Though perhaps unlikely, it may be that he could even lose his seat in the
House of Representatives.
However, what comes after is the most
intriguing aspect. In 1929, no one, least of all James Scullin and his
ministers, had any idea that the world was about to crash into the greatest
economic depression the world had known. They had even less idea of how they
should react to any such crisis. Intriguingly, two of the key issues which
confronted them were irresponsible debt and industrial relations.

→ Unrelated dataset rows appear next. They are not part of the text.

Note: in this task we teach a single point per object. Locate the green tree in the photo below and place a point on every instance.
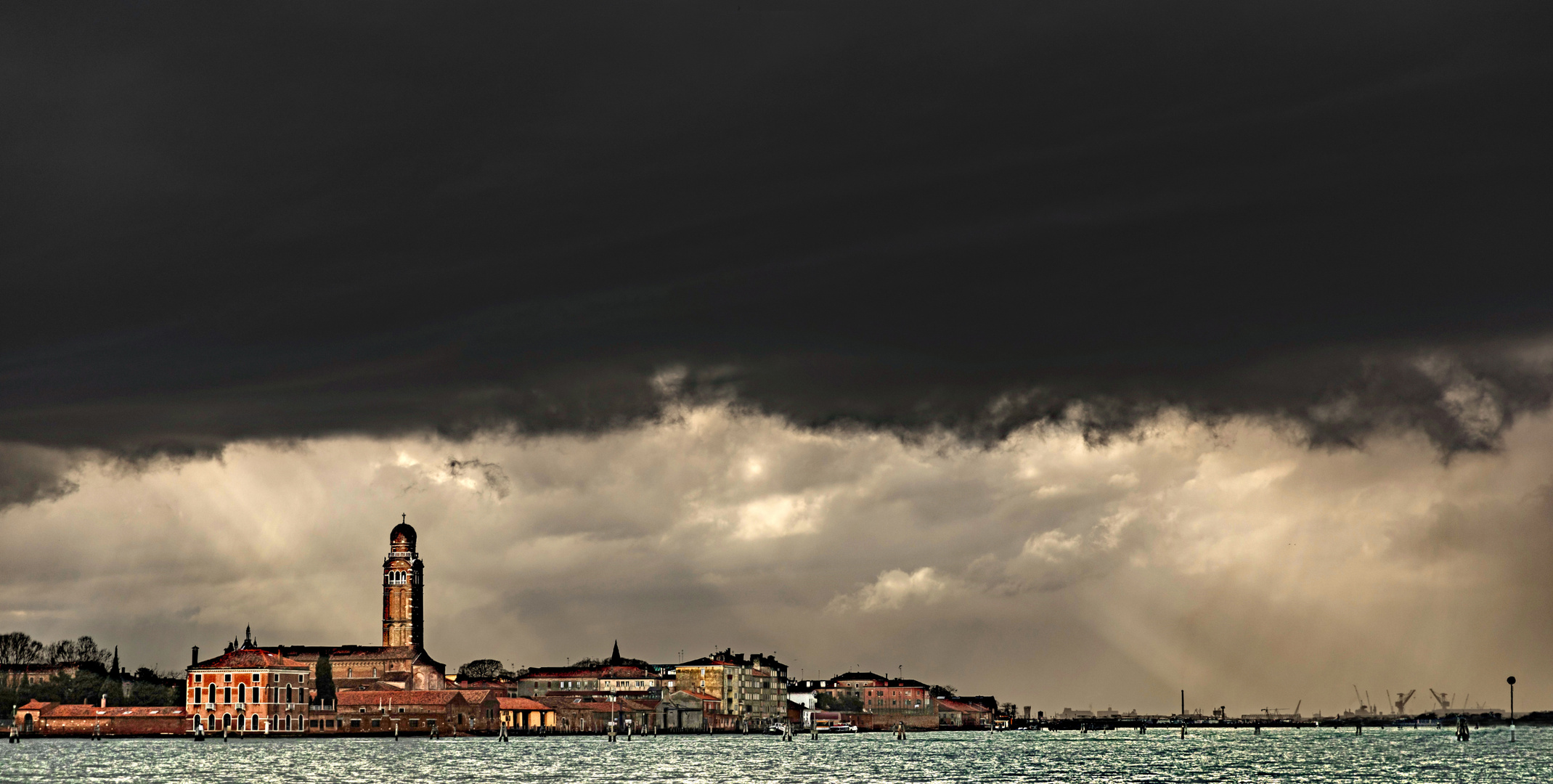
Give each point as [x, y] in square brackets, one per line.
[484, 669]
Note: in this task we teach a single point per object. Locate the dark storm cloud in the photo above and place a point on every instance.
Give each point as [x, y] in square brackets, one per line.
[288, 221]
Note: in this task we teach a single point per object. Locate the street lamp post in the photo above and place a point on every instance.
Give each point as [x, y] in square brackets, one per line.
[1512, 680]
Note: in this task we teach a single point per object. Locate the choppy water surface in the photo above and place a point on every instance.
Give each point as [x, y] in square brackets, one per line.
[1205, 755]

The same seems to be true of the
prospective Rudd Government. He has proclaimed himself to be a “conservative
economist.” He has spoken, during the campaign, mainly about interest rates and
housing costs in conventional terms. He will amend industrial legislation to be
more acceptable to workers. He says it all in the obvious expectation that the
next few years – the next ten years perhaps – will be much the same as the last
ten years under Howard.
There is not the slightest possibility that
they will be.
We are about to go through the most
tumultuous years – in economic, social, political and strategic terms – that we
have ever known. The financial, banking and credit “system” will need to be
reconstructed almost from scratch, globally as well as nationally. We will have
to revise fundamentally our thinking about the means to maintain economic
stability and growth, non-discriminatory international trade, stable exchange
rates and international capital flows; indeed, the whole gamut of issues with
which we were concerned in reconstructing the world economy after the Great
Depression and the Second World War.
Can a Rudd Government survive attempts to
achieve such a remodelling of so much? Does it have any idea how it will
contribute to thinking about such re-modelling – and do so with the vital
interests of Australia both short and long term in mind?

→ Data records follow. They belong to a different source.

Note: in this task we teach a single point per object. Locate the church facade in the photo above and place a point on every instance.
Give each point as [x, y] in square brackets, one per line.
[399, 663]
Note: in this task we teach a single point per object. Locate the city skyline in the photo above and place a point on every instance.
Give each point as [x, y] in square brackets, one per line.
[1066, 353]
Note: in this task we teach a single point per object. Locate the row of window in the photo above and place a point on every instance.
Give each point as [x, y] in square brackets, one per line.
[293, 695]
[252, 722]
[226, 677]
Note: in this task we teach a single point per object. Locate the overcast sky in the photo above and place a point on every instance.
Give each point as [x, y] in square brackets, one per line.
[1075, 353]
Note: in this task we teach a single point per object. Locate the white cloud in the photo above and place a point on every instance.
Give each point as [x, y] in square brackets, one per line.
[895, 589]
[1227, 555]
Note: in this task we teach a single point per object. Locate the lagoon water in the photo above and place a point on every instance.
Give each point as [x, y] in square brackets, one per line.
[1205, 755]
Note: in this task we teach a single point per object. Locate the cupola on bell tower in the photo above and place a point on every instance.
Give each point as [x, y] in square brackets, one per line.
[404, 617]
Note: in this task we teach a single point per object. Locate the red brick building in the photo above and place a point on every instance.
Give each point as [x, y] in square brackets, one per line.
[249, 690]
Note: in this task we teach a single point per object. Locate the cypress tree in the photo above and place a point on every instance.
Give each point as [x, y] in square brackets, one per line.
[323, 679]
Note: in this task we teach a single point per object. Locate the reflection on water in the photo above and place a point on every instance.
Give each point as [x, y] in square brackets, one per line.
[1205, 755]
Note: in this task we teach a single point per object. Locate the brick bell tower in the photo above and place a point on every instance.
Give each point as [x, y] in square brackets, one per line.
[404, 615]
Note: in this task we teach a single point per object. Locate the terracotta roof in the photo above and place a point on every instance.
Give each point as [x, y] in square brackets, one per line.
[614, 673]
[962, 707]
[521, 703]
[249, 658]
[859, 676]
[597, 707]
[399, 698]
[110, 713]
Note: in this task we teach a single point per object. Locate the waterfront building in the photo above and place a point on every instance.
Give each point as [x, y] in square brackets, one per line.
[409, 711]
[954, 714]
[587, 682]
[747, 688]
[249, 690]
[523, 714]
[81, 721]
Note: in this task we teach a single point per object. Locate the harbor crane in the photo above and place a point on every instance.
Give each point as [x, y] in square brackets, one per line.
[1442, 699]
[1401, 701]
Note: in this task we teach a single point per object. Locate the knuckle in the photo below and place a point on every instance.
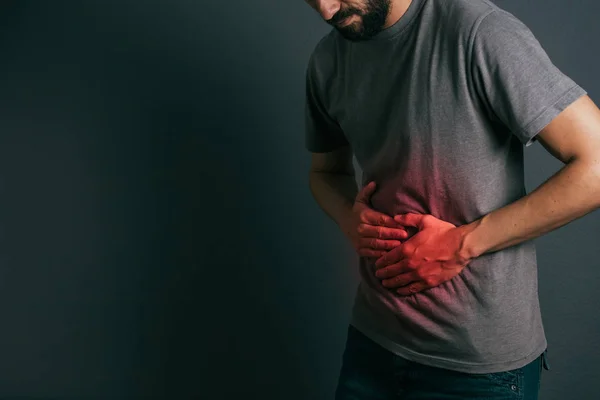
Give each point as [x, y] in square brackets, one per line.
[430, 280]
[360, 229]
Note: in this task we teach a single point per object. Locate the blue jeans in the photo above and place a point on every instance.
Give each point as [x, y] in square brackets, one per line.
[370, 372]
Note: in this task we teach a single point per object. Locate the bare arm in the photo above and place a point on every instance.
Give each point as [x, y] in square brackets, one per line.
[333, 184]
[574, 138]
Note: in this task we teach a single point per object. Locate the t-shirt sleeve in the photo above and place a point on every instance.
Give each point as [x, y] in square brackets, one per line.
[322, 132]
[515, 78]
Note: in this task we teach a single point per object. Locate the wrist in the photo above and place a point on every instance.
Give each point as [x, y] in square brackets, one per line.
[469, 247]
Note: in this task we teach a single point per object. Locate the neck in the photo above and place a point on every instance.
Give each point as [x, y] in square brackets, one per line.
[397, 10]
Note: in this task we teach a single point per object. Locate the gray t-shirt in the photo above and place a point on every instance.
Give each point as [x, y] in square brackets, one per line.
[438, 109]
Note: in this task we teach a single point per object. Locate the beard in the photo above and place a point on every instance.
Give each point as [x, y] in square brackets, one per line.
[372, 20]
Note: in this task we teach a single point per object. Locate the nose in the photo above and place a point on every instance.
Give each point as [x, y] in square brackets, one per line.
[328, 8]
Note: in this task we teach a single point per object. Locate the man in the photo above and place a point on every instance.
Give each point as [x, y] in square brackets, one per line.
[436, 99]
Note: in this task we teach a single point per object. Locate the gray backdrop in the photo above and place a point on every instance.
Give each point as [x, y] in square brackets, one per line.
[157, 234]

The Scullin Government was an abject
failure. Despite Mungana, it was not corrupt or dishonest. It was
well-intentioned; and it was in no sense extremist or revolutionary. On the
contrary, its economic and financial policies were conservative. Though some of
its members wanted more expansionist policies, it accepted a “Premiers’ Plan”
so devastatingly conservative that it did more to create misery for the people
of Australia than the Great Crash of the NYSE ever did.
Confused, defeated and despised by its left
constituency as well as the right, it lasted until January 1932. The Labor
Party split three ways. A Labor defector, Joe Lyons, formed the United
Australia Party, became Prime Minister and staggered on until his death in 1939
– some months before the outbreak of war.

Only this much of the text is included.